Custody Agreement (2011)Full Document 

Start of Preview


THIS AGREEMENT is made and entered into this      day of April, 2011, by and between SALIENT MLP AND ENERGY INFRASTRUCTURE FUND, a Delaware statutory trust (the “Fund”) and U.S. BANK NATIONAL ASSOCIATION, a national banking association organized and existing under the laws of the United States of America with its principal place of business at Minneapolis, Minnesota (the “Custodian”).
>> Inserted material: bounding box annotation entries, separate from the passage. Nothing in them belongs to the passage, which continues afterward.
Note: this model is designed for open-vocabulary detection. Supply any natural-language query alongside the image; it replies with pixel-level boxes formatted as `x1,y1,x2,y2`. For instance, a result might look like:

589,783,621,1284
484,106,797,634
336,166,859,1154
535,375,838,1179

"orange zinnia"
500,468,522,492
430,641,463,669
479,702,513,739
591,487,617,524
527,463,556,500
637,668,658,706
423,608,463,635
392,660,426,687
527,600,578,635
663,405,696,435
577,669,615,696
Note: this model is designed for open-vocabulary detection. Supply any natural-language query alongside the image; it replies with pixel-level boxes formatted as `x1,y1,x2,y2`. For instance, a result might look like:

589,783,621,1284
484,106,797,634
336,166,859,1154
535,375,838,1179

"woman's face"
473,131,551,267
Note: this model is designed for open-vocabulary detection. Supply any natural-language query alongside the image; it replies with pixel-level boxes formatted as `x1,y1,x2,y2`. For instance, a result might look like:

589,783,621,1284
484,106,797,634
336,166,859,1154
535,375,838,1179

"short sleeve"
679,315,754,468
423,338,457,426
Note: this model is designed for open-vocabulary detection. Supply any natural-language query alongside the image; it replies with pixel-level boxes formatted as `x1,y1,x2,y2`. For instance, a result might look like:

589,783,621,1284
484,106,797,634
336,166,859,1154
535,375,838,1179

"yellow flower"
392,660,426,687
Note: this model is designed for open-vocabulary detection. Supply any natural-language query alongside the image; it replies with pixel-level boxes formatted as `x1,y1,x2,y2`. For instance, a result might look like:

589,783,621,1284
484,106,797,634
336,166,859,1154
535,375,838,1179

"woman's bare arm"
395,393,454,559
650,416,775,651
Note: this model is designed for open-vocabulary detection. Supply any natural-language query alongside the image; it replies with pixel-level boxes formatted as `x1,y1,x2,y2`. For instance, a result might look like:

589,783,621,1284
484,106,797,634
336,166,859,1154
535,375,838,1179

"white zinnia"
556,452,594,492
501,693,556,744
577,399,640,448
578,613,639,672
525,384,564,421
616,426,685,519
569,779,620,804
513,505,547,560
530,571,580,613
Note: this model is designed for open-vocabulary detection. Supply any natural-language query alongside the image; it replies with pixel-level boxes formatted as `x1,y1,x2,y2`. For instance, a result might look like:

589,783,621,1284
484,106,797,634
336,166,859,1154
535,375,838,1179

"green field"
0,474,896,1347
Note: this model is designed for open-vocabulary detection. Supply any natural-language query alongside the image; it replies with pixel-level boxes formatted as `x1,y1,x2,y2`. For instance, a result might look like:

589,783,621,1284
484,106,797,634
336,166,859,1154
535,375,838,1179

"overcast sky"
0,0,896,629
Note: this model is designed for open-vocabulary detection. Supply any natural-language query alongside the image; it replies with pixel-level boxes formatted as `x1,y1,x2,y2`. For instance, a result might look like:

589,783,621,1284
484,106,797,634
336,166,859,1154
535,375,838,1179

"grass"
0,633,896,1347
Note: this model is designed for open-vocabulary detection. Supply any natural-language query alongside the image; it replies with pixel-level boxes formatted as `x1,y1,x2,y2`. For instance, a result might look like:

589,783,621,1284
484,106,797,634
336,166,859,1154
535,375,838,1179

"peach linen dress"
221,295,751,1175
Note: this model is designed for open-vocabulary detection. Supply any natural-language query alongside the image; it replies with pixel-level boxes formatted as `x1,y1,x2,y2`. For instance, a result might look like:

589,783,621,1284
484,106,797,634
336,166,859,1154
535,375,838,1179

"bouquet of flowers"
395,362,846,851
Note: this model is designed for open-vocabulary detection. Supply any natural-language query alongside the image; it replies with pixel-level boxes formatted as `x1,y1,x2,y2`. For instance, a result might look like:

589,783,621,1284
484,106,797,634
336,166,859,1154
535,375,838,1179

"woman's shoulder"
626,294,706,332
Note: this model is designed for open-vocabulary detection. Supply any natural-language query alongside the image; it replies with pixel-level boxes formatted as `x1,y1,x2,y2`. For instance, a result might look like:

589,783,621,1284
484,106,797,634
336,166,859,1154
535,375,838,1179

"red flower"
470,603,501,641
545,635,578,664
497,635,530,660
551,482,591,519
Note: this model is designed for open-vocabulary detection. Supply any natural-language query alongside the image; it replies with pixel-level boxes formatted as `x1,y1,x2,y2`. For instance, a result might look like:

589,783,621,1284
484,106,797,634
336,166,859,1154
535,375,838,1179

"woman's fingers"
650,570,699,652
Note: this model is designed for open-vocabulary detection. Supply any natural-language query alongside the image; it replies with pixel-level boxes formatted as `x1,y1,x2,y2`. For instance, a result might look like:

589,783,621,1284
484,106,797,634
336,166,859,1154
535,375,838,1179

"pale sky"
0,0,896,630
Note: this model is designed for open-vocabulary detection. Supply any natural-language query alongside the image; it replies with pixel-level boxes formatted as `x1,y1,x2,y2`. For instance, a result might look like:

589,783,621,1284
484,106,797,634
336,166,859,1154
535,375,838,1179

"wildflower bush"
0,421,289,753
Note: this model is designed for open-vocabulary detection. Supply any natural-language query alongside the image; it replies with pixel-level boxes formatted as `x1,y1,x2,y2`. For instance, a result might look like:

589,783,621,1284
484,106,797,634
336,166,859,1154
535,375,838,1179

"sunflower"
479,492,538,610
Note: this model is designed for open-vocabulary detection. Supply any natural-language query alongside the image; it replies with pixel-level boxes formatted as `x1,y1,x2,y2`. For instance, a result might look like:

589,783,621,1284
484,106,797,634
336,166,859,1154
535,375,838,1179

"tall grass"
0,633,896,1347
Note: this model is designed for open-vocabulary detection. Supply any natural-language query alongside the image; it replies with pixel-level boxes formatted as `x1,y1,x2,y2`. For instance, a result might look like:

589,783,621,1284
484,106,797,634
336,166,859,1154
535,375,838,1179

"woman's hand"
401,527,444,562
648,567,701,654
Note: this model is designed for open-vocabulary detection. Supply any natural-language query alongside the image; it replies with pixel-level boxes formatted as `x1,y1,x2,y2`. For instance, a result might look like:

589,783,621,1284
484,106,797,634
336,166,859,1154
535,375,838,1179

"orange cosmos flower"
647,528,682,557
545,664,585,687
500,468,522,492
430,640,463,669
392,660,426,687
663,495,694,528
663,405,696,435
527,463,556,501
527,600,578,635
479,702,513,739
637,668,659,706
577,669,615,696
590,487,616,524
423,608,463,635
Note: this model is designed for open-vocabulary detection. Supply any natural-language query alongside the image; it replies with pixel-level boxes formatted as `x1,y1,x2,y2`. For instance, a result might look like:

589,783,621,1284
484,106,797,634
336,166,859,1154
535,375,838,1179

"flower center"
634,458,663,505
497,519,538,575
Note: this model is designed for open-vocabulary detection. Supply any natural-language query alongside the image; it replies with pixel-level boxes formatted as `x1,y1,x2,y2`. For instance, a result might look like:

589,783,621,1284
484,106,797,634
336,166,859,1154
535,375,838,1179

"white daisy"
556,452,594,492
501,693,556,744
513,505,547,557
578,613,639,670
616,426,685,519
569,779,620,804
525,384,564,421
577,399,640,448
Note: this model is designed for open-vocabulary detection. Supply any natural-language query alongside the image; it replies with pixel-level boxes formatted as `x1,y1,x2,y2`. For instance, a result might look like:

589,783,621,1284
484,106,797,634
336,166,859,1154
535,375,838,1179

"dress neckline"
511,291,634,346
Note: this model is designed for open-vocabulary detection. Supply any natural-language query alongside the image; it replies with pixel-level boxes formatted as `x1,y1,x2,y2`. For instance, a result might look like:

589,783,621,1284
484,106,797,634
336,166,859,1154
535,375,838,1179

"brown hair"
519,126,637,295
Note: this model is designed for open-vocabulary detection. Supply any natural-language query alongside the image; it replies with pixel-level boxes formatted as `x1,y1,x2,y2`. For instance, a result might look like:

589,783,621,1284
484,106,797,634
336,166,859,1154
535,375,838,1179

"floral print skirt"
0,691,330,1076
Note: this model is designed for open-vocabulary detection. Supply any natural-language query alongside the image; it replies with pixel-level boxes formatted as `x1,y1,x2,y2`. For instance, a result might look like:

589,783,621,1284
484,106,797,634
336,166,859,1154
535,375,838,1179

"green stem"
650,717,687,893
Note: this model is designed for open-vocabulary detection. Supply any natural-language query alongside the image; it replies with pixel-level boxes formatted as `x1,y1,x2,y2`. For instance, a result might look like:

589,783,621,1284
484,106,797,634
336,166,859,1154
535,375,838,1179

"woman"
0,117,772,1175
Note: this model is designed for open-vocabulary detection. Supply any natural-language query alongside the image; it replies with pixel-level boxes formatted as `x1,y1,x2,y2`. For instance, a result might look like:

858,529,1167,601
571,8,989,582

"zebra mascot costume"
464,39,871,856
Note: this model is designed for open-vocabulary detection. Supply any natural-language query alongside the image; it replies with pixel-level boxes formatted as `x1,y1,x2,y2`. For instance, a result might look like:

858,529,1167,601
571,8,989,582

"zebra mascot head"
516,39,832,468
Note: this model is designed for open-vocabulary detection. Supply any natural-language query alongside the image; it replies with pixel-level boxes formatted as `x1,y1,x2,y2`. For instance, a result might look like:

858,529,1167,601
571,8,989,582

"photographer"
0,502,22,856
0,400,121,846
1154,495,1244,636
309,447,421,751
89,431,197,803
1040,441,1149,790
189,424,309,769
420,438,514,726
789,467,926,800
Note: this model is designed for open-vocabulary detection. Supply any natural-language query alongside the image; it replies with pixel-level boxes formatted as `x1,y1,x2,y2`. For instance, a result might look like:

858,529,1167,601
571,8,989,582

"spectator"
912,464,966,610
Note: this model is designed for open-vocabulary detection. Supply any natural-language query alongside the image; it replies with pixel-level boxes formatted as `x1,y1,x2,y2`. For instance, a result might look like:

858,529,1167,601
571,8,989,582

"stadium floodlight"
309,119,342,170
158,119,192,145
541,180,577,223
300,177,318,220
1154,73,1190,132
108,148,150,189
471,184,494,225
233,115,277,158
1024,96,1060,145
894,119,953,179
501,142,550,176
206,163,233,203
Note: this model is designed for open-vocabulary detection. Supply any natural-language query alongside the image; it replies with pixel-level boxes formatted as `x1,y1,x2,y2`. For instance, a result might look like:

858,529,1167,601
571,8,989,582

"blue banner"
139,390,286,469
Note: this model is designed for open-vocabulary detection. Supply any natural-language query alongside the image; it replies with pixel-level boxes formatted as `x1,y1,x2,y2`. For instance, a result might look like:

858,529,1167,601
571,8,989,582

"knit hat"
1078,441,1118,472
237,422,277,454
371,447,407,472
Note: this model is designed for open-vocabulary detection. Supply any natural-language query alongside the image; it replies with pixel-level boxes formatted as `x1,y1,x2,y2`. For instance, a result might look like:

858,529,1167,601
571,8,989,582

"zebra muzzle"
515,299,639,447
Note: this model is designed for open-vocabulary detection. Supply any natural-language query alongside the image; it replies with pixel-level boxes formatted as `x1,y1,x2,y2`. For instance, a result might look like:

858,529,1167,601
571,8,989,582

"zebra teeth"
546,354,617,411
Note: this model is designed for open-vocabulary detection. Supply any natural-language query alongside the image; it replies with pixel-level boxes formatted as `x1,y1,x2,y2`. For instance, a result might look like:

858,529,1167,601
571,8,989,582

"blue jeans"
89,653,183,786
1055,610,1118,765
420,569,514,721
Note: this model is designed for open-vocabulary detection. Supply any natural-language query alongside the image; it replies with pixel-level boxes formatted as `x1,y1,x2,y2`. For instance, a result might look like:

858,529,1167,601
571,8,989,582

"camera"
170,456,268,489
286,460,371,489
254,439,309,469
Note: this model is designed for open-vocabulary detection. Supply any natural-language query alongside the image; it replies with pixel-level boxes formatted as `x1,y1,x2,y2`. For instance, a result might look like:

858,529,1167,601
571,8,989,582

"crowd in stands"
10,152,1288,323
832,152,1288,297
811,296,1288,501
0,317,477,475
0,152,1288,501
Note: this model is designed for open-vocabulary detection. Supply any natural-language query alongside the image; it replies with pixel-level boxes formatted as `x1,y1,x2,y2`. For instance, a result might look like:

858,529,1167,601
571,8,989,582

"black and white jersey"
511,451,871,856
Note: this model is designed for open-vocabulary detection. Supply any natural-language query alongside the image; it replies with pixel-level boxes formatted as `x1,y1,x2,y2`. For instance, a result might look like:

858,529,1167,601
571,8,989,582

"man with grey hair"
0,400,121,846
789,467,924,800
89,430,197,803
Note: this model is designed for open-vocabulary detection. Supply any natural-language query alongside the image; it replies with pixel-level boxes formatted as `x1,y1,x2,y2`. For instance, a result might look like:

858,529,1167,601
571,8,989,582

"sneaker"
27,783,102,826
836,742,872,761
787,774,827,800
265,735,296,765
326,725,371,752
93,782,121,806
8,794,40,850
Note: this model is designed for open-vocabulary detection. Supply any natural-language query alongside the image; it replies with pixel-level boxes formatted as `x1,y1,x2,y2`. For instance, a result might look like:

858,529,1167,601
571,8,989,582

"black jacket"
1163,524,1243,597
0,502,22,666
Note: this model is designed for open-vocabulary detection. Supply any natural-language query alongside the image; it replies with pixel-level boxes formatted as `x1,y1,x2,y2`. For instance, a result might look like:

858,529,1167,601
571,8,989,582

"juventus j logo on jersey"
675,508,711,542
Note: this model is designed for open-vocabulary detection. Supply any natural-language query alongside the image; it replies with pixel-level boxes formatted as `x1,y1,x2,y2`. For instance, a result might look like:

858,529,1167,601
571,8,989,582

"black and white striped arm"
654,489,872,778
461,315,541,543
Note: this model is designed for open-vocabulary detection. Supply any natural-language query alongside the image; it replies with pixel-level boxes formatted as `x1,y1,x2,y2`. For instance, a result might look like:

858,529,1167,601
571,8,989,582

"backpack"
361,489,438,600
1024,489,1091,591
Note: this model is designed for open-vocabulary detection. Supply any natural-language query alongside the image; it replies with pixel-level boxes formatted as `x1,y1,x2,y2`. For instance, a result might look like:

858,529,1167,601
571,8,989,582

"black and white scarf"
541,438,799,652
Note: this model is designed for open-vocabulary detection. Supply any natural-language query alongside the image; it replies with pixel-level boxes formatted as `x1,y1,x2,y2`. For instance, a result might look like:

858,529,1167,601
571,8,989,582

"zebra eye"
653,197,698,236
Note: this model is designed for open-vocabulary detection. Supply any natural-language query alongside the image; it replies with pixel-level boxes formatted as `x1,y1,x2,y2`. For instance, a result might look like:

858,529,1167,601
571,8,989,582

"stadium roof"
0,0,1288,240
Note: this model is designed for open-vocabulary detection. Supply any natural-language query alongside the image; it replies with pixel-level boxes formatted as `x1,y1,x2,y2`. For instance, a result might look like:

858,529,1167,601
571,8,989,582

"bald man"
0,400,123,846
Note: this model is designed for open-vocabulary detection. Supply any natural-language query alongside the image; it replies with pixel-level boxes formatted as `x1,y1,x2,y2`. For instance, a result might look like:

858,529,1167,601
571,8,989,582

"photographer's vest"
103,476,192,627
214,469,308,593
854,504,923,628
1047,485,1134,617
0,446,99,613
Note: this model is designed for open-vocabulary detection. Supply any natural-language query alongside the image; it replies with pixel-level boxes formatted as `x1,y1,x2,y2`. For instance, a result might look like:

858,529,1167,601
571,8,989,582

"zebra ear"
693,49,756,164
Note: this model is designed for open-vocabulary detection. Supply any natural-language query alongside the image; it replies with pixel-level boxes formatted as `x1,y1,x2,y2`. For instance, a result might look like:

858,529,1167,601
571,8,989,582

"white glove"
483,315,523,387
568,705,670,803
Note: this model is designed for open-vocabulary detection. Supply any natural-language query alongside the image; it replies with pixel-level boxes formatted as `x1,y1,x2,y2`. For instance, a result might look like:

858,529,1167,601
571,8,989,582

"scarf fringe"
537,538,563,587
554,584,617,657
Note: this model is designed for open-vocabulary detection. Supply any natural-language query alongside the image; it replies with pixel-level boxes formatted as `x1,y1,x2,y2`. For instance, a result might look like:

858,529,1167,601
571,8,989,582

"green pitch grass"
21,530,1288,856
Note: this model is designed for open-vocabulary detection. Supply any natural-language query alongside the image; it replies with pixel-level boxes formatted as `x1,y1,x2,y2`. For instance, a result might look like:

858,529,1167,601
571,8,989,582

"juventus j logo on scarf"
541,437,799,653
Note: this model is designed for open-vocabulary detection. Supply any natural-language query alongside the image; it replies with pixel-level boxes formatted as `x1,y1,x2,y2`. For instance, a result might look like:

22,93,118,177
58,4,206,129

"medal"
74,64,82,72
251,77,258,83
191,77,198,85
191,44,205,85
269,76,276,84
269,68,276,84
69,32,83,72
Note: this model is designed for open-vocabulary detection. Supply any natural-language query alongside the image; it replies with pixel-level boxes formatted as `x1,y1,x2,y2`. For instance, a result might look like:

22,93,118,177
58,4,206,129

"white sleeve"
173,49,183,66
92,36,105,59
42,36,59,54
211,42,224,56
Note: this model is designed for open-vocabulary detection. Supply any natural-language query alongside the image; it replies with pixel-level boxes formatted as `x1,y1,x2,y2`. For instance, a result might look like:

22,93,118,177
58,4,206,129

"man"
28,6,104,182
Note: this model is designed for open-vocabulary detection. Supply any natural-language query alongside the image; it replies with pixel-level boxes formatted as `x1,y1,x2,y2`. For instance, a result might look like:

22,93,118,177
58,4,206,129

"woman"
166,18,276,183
WHEREAS the Fund is registered under the Investment Company Act of 1940, as amended (the “1940 Act”), as a closed-end, non-diversified management investment company; and

WHEREAS, the Custodian is a bank having the qualifications prescribed in Section 26(a)(1) of the 1940 Act; and

WHEREAS, the Fund desires to retain the Custodian to act as custodian of its cash and securities; and

NOW, THEREFORE, in consideration of the promises and mutual covenants herein contained, and other good and valuable consideration, the receipt of which is hereby acknowledged, the parties hereto, intending to be legally bound, do hereby agree as follows:



Whenever used in this Agreement, the following words and phrases shall have the meanings set forth below, unless the context otherwise requires:

15.1 “Authorized Person” means any Officer or other person duly authorized by the Board of Trustees to give Written Instructions on behalf of the Fund and named in Exhibit A hereto or in such resolutions of the Board of Trustees, certified by an Officer, as may be received by the Custodian from time to time.


  15.2 “Board” shall mean the Board of Trustees from time to time serving under the Fund’s declaration of trust, as amended from time to time.


  15.3 “Book-Entry System” shall mean a federal book-entry system as provided in Subpart O of Treasury Circular No. 300, 31 CFR 306, in Subpart B of 31 CFR Part 350, or in such book-entry regulations of federal agencies as are substantially in the form of such Subpart O.


  15.4 “Business Day” shall mean any day recognized as a settlement day by The New York Stock Exchange, Inc., and any other day for which the Fund computes the net asset value of Shares of the Fund.


  15.5 “Fund Custody Account” shall mean any of the accounts in the name of the Fund, which is provided for in Section 3.2 below.

  15.6 “IRS” shall mean the Internal Revenue Service.


  15.7 “FINRA” shall mean the Financial Industry Regulatory Authority, Inc.


  15.8 “Officer” shall mean the Chairman, President, any Vice President, any Assistant Vice President, the Secretary, any Assistant Secretary, the Treasurer and any Assistant Treasurer of the Fund.


  15.9 “Proper Instructions” shall mean Written Instructions.


  15.10 “SEC” shall mean the Securities and Exchange Commission.


  15.11 “Securities” shall have the same meaning assigned to such term in the 1940 Act, and include, without limitation, common and preferred stocks, bonds, call options, put options, debentures, notes, bank certificates of deposit, bankers’ acceptances, mortgage-backed securities or other obligations, and any certificates, receipts, warrants or other instruments or documents representing rights to receive, purchase or subscribe for the same, or evidencing or representing any other rights or interests therein, or any similar property or assets that the Custodian has the facilities to clear and service.


  15.12 “Securities Depository” shall mean The Depository Trust Company and any other clearing agency registered with the SEC under Section 17A of the Securities Exchange Act of 1934, as amended (the “1934 Act”), which acts as a system for the central handling of Securities where all Securities of any particular class or series of an issuer deposited within the system are treated as fungible and may be transferred or pledged by bookkeeping entry without physical delivery of the Securities, any successor or nominee of such clearing agency.